Se o amigo desaparece por semanas, imediatamente se conclui que ele
ficou chateado por alguma coisa. Diante de ausências mais longas e
severas, cobramos telefonemas e visitas. E já se está falando mal dele
por falta de notícias. Logo dele que nunca fez nada de errado!
O que é mais importante: a proximidade física ou afetiva? A proximidade
física nem sempre é afetiva. Amigo pode ser um álibi ou cúmplice ou um
bajulador ou um oportunista, ambicionando interesses que não o da
simples troca e convívio.
Amigo mesmo demora a ser descoberto. É a permanência de seus conselhos e apoio que dirão de sua perenidade.

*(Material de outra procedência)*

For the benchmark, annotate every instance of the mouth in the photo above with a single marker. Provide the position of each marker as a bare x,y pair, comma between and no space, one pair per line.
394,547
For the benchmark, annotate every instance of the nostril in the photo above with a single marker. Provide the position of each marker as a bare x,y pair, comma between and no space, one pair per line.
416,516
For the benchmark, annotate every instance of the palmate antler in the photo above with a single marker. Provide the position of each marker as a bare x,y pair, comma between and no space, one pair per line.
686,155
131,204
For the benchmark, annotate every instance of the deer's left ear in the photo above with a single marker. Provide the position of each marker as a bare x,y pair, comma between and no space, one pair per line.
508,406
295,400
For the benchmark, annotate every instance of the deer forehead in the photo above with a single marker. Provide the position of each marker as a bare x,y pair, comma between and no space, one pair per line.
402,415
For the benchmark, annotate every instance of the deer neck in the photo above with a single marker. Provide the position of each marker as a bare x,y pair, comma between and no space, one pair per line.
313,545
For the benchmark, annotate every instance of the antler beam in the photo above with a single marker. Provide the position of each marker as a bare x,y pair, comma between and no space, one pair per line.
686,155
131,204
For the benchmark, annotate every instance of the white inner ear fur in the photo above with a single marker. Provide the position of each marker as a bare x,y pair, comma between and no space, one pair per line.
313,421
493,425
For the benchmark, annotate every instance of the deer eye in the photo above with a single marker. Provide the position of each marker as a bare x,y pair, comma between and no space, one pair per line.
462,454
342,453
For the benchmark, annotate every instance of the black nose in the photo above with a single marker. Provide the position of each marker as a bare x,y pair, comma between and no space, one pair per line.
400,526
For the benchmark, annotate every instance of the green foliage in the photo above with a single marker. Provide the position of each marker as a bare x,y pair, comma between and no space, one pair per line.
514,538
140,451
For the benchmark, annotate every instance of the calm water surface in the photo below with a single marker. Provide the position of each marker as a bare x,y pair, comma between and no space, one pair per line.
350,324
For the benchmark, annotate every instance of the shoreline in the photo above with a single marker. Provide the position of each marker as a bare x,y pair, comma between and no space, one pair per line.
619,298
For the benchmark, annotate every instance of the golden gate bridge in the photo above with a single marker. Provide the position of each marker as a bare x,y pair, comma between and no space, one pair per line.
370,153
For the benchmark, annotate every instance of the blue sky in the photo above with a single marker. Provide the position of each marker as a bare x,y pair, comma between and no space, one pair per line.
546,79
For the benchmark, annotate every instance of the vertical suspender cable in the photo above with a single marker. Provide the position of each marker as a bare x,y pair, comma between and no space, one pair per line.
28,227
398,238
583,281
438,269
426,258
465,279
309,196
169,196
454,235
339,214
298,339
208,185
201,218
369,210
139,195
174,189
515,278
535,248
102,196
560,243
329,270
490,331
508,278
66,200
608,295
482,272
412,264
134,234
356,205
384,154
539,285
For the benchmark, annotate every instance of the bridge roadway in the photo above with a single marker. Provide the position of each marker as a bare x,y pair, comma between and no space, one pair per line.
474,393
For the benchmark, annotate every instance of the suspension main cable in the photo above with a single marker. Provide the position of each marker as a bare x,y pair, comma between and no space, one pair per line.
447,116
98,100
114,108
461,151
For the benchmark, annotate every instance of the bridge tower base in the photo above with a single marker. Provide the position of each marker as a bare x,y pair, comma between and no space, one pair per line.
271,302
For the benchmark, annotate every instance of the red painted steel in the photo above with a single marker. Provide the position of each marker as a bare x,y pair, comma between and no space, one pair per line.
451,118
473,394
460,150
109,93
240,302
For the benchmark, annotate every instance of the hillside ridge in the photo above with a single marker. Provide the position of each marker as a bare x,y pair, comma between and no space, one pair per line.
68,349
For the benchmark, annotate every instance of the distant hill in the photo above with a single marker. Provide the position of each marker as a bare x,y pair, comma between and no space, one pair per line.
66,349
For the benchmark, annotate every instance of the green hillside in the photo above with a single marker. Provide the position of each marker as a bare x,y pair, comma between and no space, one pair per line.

Amigo mesmo modifica a nossa história, chega a nos combater pela verdade
e discernimento, supera condicionamentos e conluios. São capazes de
brigar com a gente pelo nosso bem-estar.
Assim como há os amigos imaginários da infância, há os amigos invisíveis
na maturidade. Aqueles que não estão perto podem estar dentro. Tenho
amigos que nunca mais vi, que nunca mais recebi novidades e os valorizo
com o frescor de um encontro recente. Não vou mentir a eles ¿vamos nos
ligar?¿ num esbarrão de rua. Muito menos dar desculpas esfarrapadas ao
distanciamento.
Eles me ajudaram e não necessitam atualizar o cadastro para que sejam
lembrados. Ou passar em casa todo o final de semana e me convidar para
ser padrinho de casamento, dos filhos, dos netos, dos bisnetos. Caso
encontrá-los, haverá a empatia da primeira vez, a empatia da última vez,
a empatia incessante de identificação. Amigos me salvaram da fossa,
amigos me salvaram das drogas, amigos me salvaram da inveja, amigos me
salvaram da precipitação, amigos me salvaram das brigas, amigos me
salvaram de mim.
Os amigos são próprios de fases: da rua, do Ensino Fundamental, do
Ensino Médio, da faculdade, do futebol, da poesia, do emprego, da dança,
dos cursos de inglês, da capoeira, da academia, do blog. Significativos
em cada etapa de formação. Não estão em nossa frente diariamente, mas
estão em nossa personalidade, determinando, de modo imperceptível, as
nossas atitudes.
Quantas juras foram feitas em bares a amigos, bêbados e trôpegos? Amigo é
o que fica depois da ressaca. É glicose no sangue. A serenidade.